Suppose not and let $G$ be a smallest counterexample. I claim that $G$ is 2-connected. If not, then $G$ has edge-disjoint subgraphs $G_1$ and $G_2$ with $G_1 \cup G_2=G$, $|V(G_1) \cap V(G_2)| \leq 1$, and $|V(G_1)|, |V(G_2)| < |V(G)|$. By the minimality of $G$, $G_1$ and $G_2$ have 1-planar drawings $D_1$ and $D_2$ such that at least one edge of $G_1$ and at least one edge of $G_2$ is not crossed. If $V(G_1) \cap V(G_2):=\{v\}$, let $F$ be a face of $D_1$ which contains $v$. Otherwise, let $F$ be an arbitrary face of $D_1$. Placing $D_2$ inside $F$ gives a 1-planar drawing of $G$ where at least two edges are not crossed, which is a contradiction.

Now let $D$ be a drawing of $G$ where every edge is crossed exactly once. Place a dummy vertex at each crossing to produce a planar graph $D^\times$. I claim that $D^\times$ is also 2-connected. Clearly, removing a non-dummy vertex cannot disconnect $D^\times$, since $G$ is 2-connected. Suppose $D^\times - x$ is disconnected for some dummy vertex $x$. Let $e$ and $f$ be the edges of $G$ which cross at $x$. Thus, $D-\{e,f\}$ is disconnected. Thus, we can redraw $e$ and $f$ in $D$ so that they do not cross, which is a contradiction.

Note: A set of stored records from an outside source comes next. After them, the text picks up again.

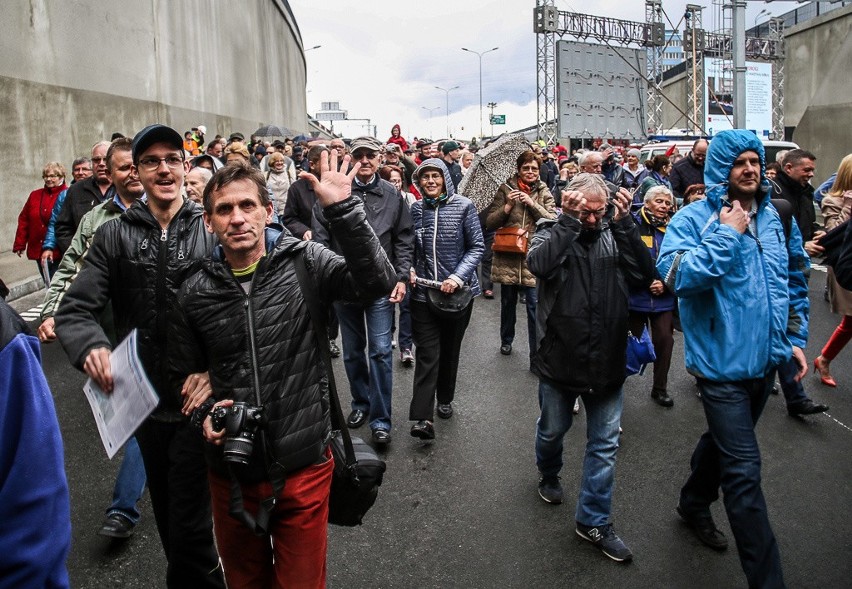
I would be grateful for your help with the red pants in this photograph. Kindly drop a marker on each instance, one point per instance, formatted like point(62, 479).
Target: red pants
point(838, 339)
point(293, 554)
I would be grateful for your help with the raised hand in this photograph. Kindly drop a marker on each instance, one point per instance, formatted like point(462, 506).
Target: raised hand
point(332, 186)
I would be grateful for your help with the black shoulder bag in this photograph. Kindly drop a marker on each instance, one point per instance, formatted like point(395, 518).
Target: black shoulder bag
point(358, 470)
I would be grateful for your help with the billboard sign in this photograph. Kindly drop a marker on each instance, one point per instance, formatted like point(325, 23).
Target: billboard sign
point(601, 91)
point(718, 99)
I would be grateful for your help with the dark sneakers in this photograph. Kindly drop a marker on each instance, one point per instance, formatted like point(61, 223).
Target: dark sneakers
point(550, 490)
point(605, 540)
point(705, 530)
point(117, 526)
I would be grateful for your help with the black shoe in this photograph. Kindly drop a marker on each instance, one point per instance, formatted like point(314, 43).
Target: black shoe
point(333, 349)
point(662, 398)
point(806, 407)
point(117, 526)
point(356, 418)
point(705, 530)
point(550, 490)
point(605, 540)
point(423, 429)
point(381, 436)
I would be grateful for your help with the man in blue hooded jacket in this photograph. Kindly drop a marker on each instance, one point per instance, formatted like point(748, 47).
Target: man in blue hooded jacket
point(744, 310)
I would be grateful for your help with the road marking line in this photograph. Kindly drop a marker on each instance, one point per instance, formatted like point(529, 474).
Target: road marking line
point(840, 423)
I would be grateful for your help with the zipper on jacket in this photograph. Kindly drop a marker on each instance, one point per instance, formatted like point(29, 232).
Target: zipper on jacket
point(435, 245)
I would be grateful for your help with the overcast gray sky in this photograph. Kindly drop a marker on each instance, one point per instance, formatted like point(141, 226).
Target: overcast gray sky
point(381, 59)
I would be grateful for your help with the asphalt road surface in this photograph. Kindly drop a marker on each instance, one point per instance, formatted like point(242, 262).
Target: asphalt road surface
point(464, 511)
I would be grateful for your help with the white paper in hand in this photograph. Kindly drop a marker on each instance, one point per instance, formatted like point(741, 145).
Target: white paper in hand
point(133, 399)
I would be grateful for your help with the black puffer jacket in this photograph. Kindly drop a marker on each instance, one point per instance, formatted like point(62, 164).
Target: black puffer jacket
point(388, 215)
point(802, 200)
point(139, 267)
point(262, 344)
point(581, 318)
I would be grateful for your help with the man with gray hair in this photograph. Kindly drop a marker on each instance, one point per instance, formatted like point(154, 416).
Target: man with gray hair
point(689, 170)
point(83, 196)
point(582, 261)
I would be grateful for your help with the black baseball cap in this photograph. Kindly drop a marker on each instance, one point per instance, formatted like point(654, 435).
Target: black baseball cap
point(155, 134)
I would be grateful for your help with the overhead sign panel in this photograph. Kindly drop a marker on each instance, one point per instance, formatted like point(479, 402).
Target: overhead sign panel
point(601, 91)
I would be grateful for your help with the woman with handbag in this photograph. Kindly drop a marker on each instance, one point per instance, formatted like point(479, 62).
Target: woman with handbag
point(836, 209)
point(656, 304)
point(447, 248)
point(519, 203)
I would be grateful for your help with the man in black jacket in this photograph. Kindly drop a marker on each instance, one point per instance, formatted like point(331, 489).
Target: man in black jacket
point(584, 262)
point(792, 183)
point(244, 317)
point(368, 326)
point(138, 261)
point(83, 196)
point(689, 170)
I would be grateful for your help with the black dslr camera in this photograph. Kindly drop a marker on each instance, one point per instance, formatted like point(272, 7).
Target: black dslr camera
point(240, 422)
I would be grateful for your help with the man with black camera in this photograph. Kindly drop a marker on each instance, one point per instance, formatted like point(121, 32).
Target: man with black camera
point(243, 316)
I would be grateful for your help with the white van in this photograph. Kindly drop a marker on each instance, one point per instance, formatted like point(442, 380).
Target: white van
point(649, 150)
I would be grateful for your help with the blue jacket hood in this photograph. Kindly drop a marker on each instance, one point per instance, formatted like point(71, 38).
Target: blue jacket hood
point(723, 150)
point(434, 162)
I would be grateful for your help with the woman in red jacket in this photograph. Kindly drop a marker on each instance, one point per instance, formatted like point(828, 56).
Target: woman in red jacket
point(34, 217)
point(397, 138)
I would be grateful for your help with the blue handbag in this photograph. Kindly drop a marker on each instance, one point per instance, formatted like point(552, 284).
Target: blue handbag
point(640, 352)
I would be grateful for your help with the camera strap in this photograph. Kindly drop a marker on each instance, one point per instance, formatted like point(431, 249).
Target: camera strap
point(318, 318)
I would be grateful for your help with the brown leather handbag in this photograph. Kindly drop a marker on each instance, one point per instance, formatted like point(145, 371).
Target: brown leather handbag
point(511, 240)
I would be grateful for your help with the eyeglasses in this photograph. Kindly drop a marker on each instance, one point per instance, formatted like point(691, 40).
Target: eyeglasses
point(368, 154)
point(151, 164)
point(598, 213)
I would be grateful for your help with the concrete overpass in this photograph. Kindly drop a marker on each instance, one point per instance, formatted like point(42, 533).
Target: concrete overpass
point(73, 73)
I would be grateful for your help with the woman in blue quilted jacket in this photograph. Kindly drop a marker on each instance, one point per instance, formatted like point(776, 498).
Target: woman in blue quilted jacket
point(448, 246)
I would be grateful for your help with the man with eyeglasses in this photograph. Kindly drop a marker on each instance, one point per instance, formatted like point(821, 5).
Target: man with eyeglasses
point(137, 262)
point(582, 261)
point(82, 197)
point(369, 326)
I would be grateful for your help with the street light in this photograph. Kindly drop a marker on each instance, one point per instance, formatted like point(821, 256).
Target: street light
point(447, 92)
point(430, 115)
point(478, 54)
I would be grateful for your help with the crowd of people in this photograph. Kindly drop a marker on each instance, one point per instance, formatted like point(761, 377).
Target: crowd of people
point(196, 245)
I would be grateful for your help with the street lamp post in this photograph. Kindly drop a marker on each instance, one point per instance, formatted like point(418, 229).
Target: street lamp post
point(430, 115)
point(447, 92)
point(478, 54)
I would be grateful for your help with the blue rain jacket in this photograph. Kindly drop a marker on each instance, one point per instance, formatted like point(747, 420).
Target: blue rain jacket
point(743, 298)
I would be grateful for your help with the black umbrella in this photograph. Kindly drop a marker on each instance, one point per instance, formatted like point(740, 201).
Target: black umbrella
point(491, 167)
point(273, 131)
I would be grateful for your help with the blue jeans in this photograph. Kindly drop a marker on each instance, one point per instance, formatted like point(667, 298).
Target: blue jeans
point(508, 303)
point(728, 455)
point(603, 416)
point(129, 484)
point(794, 392)
point(371, 385)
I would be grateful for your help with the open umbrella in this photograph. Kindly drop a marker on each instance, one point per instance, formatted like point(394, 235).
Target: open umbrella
point(491, 167)
point(273, 131)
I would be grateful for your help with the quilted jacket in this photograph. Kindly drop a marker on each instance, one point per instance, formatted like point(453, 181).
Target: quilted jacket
point(139, 267)
point(259, 346)
point(447, 238)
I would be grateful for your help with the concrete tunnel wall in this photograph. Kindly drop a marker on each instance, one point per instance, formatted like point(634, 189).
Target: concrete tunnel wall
point(76, 71)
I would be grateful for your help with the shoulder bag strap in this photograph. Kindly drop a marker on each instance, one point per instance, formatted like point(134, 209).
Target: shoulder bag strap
point(311, 296)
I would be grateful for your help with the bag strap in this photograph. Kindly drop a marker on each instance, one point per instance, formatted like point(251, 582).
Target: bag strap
point(318, 318)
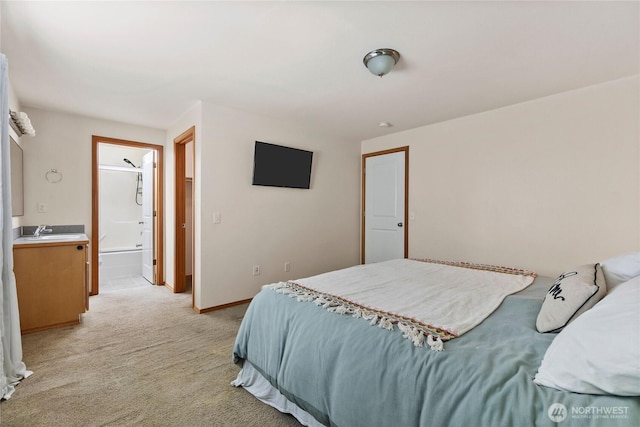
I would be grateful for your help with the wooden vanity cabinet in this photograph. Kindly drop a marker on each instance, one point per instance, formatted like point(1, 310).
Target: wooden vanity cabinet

Since $D^\times$ is 2-connected, the outerface $O$ of $D^\times$ is bounded by a cycle $C$. Note that $D^\times$ is bipartite since every edge of $G$ is crossed exactly once. Therefore, half the vertices of $C$ are dummy vertices. However, this is clearly impossible, since if $y$ is a dummy vertex on $C$, then there must be some vertex of $D^\times$ inside $O$.

Edit. The last sentence of the proof is incorrect as pointed out by Xin Xhang below. I'll leave the rest of the proof here in case it can be fixed.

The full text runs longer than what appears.